David grew up in the east end of Glasgow before working for British Gas and the Scottish government throughout his career. He had a career in amateur football too, both playing and coaching. Now, he has returned west, residing in Larkhall and looking after a church just a few minutes away from Alliance Park.
“It’s a little bit of a different club because of the different supporters online - I downloaded the app as well myself as I was learning a little bit more about the club,” David was quick to add.
“The main thing for me is to be able to help, more about the stuff off the park. It’s less about football, although I love football.
“They’ve got Ricky [Waddell, first team manager] and many others, the support team around him, to be able to focus on the football side of things. The way I can help is in some of the struggles the guys would have off the park - if life’s a wee bit tough.
“We know how important mental health is at the moment for everyone. I can maybe help a little with mental, emotional and spiritual wellbeing. It’s being able to chat about stuff that might be affecting what’s going on, on the park, but it’s also about helping to support and encourage with the off the park stuff.”
It’s easy to acknowledge that 2020 has been a tough year for everyone.
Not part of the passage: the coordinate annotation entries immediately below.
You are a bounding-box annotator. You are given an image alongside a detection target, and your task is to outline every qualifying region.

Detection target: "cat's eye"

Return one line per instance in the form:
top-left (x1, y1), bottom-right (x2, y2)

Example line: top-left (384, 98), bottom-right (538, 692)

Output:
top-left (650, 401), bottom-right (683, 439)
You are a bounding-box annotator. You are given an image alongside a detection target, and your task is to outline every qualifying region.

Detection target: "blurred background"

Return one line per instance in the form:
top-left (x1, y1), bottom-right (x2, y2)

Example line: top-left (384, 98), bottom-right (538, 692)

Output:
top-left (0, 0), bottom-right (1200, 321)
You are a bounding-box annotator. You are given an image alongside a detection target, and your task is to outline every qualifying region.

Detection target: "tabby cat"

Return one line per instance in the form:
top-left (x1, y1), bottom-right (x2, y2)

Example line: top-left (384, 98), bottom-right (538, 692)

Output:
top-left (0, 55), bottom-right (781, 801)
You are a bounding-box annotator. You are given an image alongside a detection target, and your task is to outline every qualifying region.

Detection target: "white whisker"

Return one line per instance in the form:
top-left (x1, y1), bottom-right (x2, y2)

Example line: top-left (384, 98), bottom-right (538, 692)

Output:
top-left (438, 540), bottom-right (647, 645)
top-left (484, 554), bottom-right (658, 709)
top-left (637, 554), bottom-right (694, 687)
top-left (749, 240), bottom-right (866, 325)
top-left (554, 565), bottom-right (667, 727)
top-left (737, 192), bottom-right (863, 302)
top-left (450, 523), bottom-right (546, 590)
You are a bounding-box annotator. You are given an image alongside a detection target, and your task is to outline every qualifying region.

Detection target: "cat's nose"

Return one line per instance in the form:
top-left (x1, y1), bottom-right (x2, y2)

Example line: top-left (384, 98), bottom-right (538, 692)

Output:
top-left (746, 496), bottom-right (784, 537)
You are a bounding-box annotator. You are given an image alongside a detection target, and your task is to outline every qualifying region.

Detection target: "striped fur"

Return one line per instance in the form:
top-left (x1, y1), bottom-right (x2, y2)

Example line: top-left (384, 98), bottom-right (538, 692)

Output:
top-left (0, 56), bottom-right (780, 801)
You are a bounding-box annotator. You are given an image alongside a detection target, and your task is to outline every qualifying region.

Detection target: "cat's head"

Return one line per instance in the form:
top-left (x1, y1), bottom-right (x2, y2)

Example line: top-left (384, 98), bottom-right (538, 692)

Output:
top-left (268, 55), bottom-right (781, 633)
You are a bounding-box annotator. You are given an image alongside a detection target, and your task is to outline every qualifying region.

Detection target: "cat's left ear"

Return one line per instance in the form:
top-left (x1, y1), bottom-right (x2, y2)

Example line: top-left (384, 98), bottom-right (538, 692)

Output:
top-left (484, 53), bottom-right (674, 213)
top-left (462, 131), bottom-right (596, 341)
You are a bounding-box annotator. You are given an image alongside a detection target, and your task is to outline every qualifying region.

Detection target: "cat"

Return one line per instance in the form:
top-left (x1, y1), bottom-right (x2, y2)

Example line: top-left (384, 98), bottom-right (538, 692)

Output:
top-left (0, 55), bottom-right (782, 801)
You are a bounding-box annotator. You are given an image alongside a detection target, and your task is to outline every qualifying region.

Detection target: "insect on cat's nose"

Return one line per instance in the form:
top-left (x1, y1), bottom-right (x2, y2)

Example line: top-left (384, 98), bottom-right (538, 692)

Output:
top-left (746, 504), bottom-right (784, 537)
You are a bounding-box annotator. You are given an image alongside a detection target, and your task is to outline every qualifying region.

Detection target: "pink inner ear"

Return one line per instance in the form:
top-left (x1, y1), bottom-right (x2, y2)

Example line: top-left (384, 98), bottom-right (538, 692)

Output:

Thankfully, mental health has been at the forefront of conversations when it comes to dealing with lockdowns, isolation periods, or quarantines.
“It’s always been important, but it’s something that we haven’t talked a lot about or it wasn’t as popular to speak about,” David told BravesTV.
“It’s great to see over recent years that people are more happy to talk about mental health and some of the challenges they face, but it’s being able to do that in a football context and recognizing that we care about people.
“That’s one of the reasons I got involved. I care about people. This gives me the opportunity to care and share in a way that will hopefully help, but help the lads as people, and the staff too.
“It’s not just about the playing team, the Braves is a bit of a family. Being able to be part of that family, and being able to help that family, is what I’m enjoying doing.”